Your business is LOCAL.
You have a brick and mortar site or you travel to serve clients in your local area, like the garden centre and plumbing examples I’ve been using. Being local restricts the amount of page 1 competition you have.
You business is UNIQUE (or close to it) in a way that’s relevant to Google.
Nice as it sounds, just being ‘you’ isn’t enough. Because Google doesn’t give a flap that you’re special. Even though I’m sure you totally are.
If any of those three things is true for you, you should definitely aim to get on the first page for some relevant searches. That would be awesome. (My husband and I own a second business, which is small and non-local — but it’s unique in Canada. So it comes up on the first page of Google for a bunch of relevant search terms without us doing anything.)
But what if none of those are true for you? (Certainly none of them is true for my freelance writing business!) Should you bother with content marketing?
I think, yes, you should still bother — because you can create your own audience, even if your business never ranks at the top of Google. And you can develop relationships with those people.
You have current customers. You have followers, friends, and connections on social media, and some of them are potential customers. Even if that’s only a handful of people, start there and ask them if they’d like to subscribe to your new blog. (Keep asking them every now and then.) They don’t need to find you on Google. Because they’ve already found you.
You can provide value to those people with your content marketing and gradually grow your audience. Here are some suggestions for how to do that:
Encourage current subscribers to share your content with others who might be interested.
Add a link to your blog (or YouTube channel or whatever) in your email signature.
Add your blog (or whatever) address to your business cards, invoices etc.
If you have a brick and mortar site, promote your content there.
Encourage everyone on your team to promote it too.

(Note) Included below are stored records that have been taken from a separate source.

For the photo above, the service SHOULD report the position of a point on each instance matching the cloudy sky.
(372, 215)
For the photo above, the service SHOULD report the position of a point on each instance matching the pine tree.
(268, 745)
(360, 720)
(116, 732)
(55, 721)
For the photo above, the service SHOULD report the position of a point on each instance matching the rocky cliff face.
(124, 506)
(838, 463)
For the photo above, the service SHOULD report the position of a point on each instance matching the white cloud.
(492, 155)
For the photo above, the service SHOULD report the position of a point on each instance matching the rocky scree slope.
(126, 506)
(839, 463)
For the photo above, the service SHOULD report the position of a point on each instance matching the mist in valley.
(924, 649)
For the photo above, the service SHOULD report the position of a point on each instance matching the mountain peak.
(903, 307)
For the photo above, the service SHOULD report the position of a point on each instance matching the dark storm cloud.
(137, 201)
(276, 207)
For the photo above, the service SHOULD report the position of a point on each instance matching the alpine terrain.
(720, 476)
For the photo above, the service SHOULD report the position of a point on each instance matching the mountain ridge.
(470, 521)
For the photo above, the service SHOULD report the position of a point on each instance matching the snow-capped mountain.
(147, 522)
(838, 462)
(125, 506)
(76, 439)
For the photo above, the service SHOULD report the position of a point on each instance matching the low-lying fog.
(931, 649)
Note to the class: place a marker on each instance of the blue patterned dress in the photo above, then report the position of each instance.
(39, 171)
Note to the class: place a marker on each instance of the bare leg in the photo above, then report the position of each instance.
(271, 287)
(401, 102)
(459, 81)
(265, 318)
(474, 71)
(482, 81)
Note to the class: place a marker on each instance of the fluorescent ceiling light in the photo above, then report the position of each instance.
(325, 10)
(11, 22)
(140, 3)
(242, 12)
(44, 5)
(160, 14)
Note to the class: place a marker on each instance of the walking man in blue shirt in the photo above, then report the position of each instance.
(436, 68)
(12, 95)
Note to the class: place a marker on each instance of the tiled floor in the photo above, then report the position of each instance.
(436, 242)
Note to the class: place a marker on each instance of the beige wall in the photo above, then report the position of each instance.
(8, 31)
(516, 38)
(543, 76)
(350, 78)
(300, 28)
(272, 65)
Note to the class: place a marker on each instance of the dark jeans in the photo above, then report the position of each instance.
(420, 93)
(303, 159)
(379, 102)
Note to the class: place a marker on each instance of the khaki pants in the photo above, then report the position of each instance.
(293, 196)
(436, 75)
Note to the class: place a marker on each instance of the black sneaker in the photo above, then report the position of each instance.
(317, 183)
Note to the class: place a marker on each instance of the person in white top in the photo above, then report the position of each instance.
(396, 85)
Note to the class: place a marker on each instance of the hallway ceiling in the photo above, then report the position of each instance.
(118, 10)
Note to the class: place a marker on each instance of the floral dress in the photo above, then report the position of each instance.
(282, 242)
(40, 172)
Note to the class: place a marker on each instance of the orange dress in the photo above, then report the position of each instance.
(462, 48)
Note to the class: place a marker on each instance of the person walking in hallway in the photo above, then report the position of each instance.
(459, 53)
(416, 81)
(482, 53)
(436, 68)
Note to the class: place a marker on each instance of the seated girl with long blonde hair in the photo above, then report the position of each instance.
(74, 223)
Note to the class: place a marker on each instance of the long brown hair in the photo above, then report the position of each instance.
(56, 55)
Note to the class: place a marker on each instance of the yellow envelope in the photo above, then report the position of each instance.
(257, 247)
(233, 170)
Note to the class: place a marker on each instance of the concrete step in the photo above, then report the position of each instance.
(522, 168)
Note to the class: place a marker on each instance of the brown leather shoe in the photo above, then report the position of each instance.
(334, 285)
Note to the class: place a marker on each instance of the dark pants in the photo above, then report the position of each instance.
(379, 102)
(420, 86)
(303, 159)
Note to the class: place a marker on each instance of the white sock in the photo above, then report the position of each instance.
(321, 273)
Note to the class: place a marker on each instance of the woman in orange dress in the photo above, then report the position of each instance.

Partner with a business that’s complementary to yours and promote one another’s content.
Find influencers (or micro influencers) in your area of expertise and ask them for an interview or a quote you can use. Don’t be shy — they’re only human and the worst they can do is ignore you. Ask them to share your content that mentions them.
Publish guest posts on relevant sites with decent size audiences.
Be a guest on someone else’s podcast.
Ask to be interviewed for someone else’s video.
So long as your audience overlaps with the audience you’re guesting for, that will help you gain more subscribers. Of course, you may need to start with small fry. You may have little chance of being interviewed by Gary Vee right off the bat. But you never know. It doesn’t hurt to ask. I’m dead chuffed that author and content marketing expert, Ann Handley, responded to my email asking for a quote for this blog post. :)
I asked her if business owners and entrepreneurs who have no chance of ranking well on Google should bother with content marketing. She replied:
“One goal of content marketing is search results. But it's not the only goal. (And it's not even the first goal. But that's a comment for another blog post.)
Another goal is to build trust with your audience. So the question becomes: Does your content tell your story in a way that's compelling and builds trust with your audience? Once your customers find you... do they like you? Do they want to do business with you?”
I agree with this view. Gradually building relationships is the big business benefit of content marketing. You will build trust with your audience over time. It’ll be slow, but if you’re providing value, your audience will grow. And some of your audience will eventually become customers.
It’s not essential to be on the front page of Google to grow your business. Just like it’s not essential to have a Super Bowl ad to grow your business.
We don’t think, “Super Bowl or don’t bother with advertising”. And we shouldn’t think, “Front page of Google or don’t bother with content marketing” either.
You’ll be able to speak to your people in your content marketing and give them what they value. And over time, there will be more people who are your people.